Specific response 6: See the response to the preceding comment.

Specific comment 7: “Finally, you take careful effort to push the results since July of 2007. If I may remind you, this is when the stock market began what I consider to be a bear market. I warn investors in the ‘Retracement-Value’ portfolio is designed to work during upward market environments, which occur more than 2/3rds of the time since 1880. When our timing indicators show that we are headed towards a significant downturn, we go to cash, or implement magnified, inverse ETFs in the portfolio. The may account for the change in prices of stocks during the period of August 2007-present. I know you have many articles on your site written by people who have failed to time the market, but where are the ‘balancing’ articles you hold in such high regard. As evidence that the market can be timed, I present the graph below. Which would you rather have, my graph or the S&P500 index? Even with the market in bear mode, the ‘Retracement-Value’ portfolio has beaten the market by about 53-55% as of yesterday. The graph below is a real-time graph that shows the returns since late July 2007, showing that the portfolio, although not gaining the 150% it might have gained in the same period the first year, it did gain about 50% at a time when the market was declining and the economy is in, ostensibly, a recession.

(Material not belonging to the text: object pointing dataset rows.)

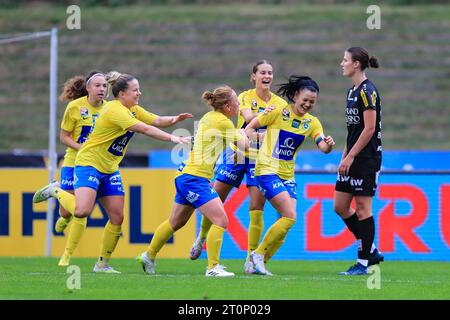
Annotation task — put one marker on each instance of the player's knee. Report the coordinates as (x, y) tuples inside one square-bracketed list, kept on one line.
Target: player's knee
[(116, 219), (64, 213), (81, 212), (221, 221)]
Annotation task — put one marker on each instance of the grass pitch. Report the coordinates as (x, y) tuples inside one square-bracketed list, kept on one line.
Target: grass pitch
[(177, 279)]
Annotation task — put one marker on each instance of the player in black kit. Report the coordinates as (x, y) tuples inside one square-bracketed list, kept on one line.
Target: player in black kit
[(361, 159)]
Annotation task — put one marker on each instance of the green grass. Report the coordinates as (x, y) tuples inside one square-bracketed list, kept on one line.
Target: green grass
[(177, 52), (40, 278)]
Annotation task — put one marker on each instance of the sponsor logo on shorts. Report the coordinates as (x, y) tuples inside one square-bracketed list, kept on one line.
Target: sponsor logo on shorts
[(94, 179), (66, 182), (115, 180), (192, 196), (228, 174), (277, 184)]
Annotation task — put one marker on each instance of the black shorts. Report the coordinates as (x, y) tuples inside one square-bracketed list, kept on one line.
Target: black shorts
[(362, 179)]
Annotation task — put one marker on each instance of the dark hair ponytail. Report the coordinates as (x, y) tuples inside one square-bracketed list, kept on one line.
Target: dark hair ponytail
[(297, 83), (362, 55), (118, 82)]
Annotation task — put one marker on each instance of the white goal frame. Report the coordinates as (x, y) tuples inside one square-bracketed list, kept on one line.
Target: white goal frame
[(52, 165)]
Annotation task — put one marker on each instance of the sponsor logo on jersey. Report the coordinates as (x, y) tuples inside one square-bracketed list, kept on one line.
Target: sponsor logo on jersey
[(285, 114), (228, 174), (115, 180), (353, 116), (287, 144), (192, 196), (84, 113), (254, 104)]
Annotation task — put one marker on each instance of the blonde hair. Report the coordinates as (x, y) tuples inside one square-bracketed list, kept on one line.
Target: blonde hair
[(219, 97), (75, 87)]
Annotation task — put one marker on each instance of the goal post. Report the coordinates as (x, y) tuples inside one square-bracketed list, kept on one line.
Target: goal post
[(52, 165)]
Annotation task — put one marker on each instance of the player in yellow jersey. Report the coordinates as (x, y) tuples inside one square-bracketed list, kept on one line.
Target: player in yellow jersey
[(97, 162), (235, 165), (192, 182), (86, 96), (287, 128)]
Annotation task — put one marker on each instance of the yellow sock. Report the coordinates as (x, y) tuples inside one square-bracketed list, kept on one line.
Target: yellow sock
[(214, 244), (273, 249), (75, 233), (111, 235), (275, 233), (255, 229), (205, 225), (161, 236), (65, 199)]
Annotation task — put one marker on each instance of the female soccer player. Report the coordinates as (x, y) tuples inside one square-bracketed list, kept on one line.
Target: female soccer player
[(86, 95), (361, 158), (192, 182), (235, 166), (97, 162), (73, 87), (287, 128)]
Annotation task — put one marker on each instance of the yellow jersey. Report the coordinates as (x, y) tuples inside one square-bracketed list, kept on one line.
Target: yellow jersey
[(79, 118), (108, 142), (215, 132), (285, 133), (250, 100)]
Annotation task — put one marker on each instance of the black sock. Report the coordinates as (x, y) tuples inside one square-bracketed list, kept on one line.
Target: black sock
[(352, 224), (366, 229)]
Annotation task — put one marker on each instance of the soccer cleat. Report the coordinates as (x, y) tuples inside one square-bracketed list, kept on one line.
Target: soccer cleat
[(148, 265), (45, 192), (258, 264), (248, 267), (218, 271), (64, 261), (62, 223), (197, 248), (375, 257), (355, 270), (104, 268)]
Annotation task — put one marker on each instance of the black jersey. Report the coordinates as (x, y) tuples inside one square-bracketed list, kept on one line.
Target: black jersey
[(359, 100)]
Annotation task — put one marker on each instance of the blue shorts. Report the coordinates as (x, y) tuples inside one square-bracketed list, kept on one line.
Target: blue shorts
[(105, 184), (67, 178), (193, 190), (232, 174), (271, 185)]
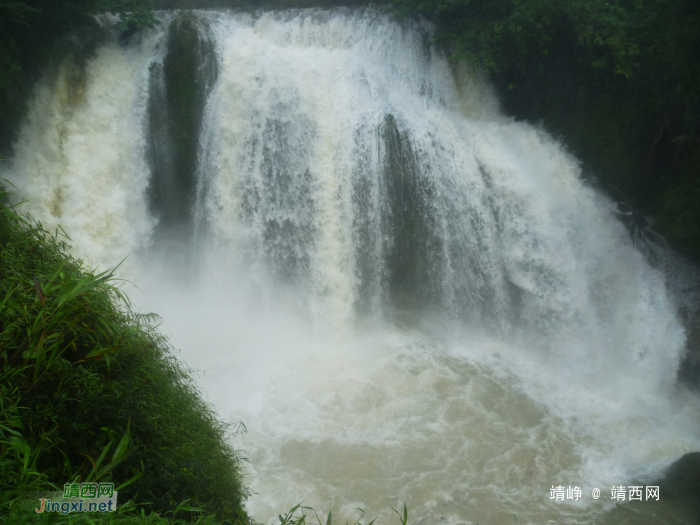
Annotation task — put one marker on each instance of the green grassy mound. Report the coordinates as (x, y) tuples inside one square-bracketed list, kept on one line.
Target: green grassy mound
[(90, 391)]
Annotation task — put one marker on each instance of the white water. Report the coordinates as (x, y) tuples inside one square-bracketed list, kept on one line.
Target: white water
[(530, 345)]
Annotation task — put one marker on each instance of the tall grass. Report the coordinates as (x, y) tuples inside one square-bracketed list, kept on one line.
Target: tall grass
[(90, 390)]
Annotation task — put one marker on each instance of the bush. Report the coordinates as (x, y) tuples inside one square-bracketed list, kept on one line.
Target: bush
[(90, 390)]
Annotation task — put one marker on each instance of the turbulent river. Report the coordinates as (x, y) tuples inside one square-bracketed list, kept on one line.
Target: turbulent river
[(403, 294)]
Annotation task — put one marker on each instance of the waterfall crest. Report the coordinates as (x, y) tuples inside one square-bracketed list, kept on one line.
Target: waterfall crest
[(403, 294)]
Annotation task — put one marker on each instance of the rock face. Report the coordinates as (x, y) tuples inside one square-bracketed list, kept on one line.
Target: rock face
[(689, 369), (682, 480)]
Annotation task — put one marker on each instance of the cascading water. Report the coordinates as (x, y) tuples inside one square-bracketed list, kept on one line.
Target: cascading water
[(404, 295)]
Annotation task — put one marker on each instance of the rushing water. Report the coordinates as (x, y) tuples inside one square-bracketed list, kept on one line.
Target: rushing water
[(404, 295)]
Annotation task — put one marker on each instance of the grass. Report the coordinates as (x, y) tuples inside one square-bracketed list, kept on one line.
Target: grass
[(91, 391)]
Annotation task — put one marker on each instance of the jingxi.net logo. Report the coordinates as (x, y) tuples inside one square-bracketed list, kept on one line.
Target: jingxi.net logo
[(80, 497)]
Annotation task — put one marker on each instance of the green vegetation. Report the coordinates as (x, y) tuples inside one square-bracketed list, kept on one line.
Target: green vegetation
[(618, 81), (90, 391)]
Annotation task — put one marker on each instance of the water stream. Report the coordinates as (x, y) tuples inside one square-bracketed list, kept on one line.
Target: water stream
[(404, 295)]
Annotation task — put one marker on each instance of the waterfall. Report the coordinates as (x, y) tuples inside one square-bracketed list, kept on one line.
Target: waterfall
[(405, 295)]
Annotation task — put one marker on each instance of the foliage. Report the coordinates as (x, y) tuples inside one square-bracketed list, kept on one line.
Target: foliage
[(618, 81), (89, 390)]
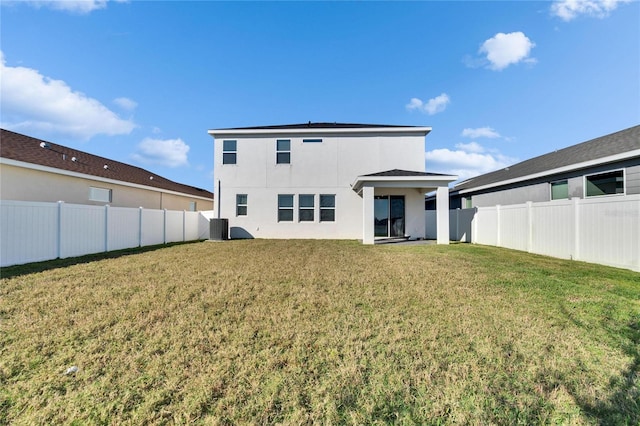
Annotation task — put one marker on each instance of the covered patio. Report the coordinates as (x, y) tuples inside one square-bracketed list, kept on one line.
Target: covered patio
[(393, 204)]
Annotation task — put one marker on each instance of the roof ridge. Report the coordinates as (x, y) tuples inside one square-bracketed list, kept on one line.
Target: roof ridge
[(20, 147)]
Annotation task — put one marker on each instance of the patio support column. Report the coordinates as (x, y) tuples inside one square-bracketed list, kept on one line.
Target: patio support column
[(367, 215), (442, 214)]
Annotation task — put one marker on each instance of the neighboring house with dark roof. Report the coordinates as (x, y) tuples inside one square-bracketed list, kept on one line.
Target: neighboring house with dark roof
[(35, 170), (326, 180), (605, 166)]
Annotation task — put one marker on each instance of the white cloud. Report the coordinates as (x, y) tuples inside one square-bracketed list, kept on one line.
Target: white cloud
[(570, 9), (468, 160), (503, 50), (480, 132), (164, 152), (81, 7), (471, 147), (126, 103), (33, 102), (432, 106)]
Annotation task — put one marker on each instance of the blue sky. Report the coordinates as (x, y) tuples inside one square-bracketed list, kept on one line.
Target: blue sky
[(142, 81)]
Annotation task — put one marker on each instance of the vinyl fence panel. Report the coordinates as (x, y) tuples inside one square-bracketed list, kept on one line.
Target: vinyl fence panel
[(486, 226), (152, 221), (174, 226), (82, 230), (553, 229), (33, 231), (514, 227), (609, 231), (28, 232), (603, 230), (123, 228), (191, 226)]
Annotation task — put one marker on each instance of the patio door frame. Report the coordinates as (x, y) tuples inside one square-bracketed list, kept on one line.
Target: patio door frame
[(394, 216)]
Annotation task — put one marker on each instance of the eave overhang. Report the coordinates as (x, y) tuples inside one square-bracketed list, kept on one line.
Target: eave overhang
[(583, 165), (321, 131), (423, 183)]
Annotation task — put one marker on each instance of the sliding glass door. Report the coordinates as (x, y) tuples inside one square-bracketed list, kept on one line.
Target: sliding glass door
[(389, 215)]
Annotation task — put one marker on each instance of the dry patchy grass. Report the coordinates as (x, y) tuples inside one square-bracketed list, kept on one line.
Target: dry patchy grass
[(332, 332)]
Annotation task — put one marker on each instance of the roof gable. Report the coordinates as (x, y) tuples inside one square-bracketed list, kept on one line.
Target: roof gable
[(18, 147)]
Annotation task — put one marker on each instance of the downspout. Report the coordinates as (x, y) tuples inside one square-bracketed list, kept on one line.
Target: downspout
[(218, 197)]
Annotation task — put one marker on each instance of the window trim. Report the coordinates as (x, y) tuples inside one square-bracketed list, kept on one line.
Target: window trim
[(287, 208), (327, 208), (240, 205), (566, 181), (311, 208), (283, 151), (230, 152), (624, 183)]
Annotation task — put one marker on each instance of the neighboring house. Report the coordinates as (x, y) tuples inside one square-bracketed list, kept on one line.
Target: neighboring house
[(605, 166), (35, 170), (326, 180)]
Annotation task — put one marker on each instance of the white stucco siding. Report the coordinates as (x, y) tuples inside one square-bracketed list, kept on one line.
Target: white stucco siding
[(261, 220), (327, 167)]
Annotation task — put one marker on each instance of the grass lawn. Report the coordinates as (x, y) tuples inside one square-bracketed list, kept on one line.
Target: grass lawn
[(330, 332)]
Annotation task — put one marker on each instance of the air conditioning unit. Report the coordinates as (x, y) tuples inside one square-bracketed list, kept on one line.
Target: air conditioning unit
[(219, 229)]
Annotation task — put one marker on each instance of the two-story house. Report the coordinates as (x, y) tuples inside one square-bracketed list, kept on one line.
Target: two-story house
[(326, 180)]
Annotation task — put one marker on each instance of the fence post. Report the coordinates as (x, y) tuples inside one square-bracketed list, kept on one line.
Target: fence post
[(498, 224), (529, 226), (184, 225), (140, 227), (106, 227), (59, 236), (164, 227)]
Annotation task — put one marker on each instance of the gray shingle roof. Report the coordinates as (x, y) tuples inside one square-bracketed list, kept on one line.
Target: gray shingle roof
[(312, 125), (604, 146), (16, 146), (402, 173)]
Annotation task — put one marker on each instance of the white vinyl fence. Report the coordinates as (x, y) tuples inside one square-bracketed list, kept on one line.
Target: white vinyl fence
[(34, 231), (597, 230)]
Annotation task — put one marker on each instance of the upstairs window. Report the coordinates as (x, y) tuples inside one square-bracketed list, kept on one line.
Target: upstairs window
[(283, 151), (102, 195), (560, 190), (610, 183), (327, 208), (306, 207), (285, 208), (241, 204), (229, 152)]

As you can see, the ‘Retracement-Value’ portfolio beat the market by 53-55%.”

Specific response 7: The focus on your results since 7/3/07 (“Public Introduction of Portfolio”) is not driven by any broad stock market trends but by an assumption that these results are out-of-sample with respect to development of portfolio trading rules. Out-of-sample results are not subject to data mining bias (lucky parameter selection) and are therefore a better indicator of actual portfolio performance. With regard to your chart, if the underlying trade data excludes trading costs/frictions, it may not be representative of actual results.

General closing comment: “I won’t go on with more errors you have made. It is clear to me from the massive amount of articles on your site that you are dedicated to the fact that an investor cannot make money in equities. You are doing a great disservice to many, many people and are misusing your education by creating a site intended to prove what you consider to be your life’s ‘point’ that the market can’t be beat. Give me a break – how many times is Fama going to append his ‘Efficient Market Hypothesis’ until he finally admits on his deathbed that it was a big mistake. Warren Buffett is the most famous living evidence that the market can be beat and beat big ($50 Billion).”

General closing response: CXOadvisory.com is not “dedicated to the fact that an investor cannot make money in equities.” The work of many academics and practitioners supports a belief in financial market inefficiencies that investors can reliably exploit. This work also supports a belief that much of the variation in financial market returns and investing results is due to randomness (luck).

Suggestion: “I suggest you re-write the article as soon as possible. It would be difficult for you to uphold this slander in court.”

Response to suggestion: See the responses above.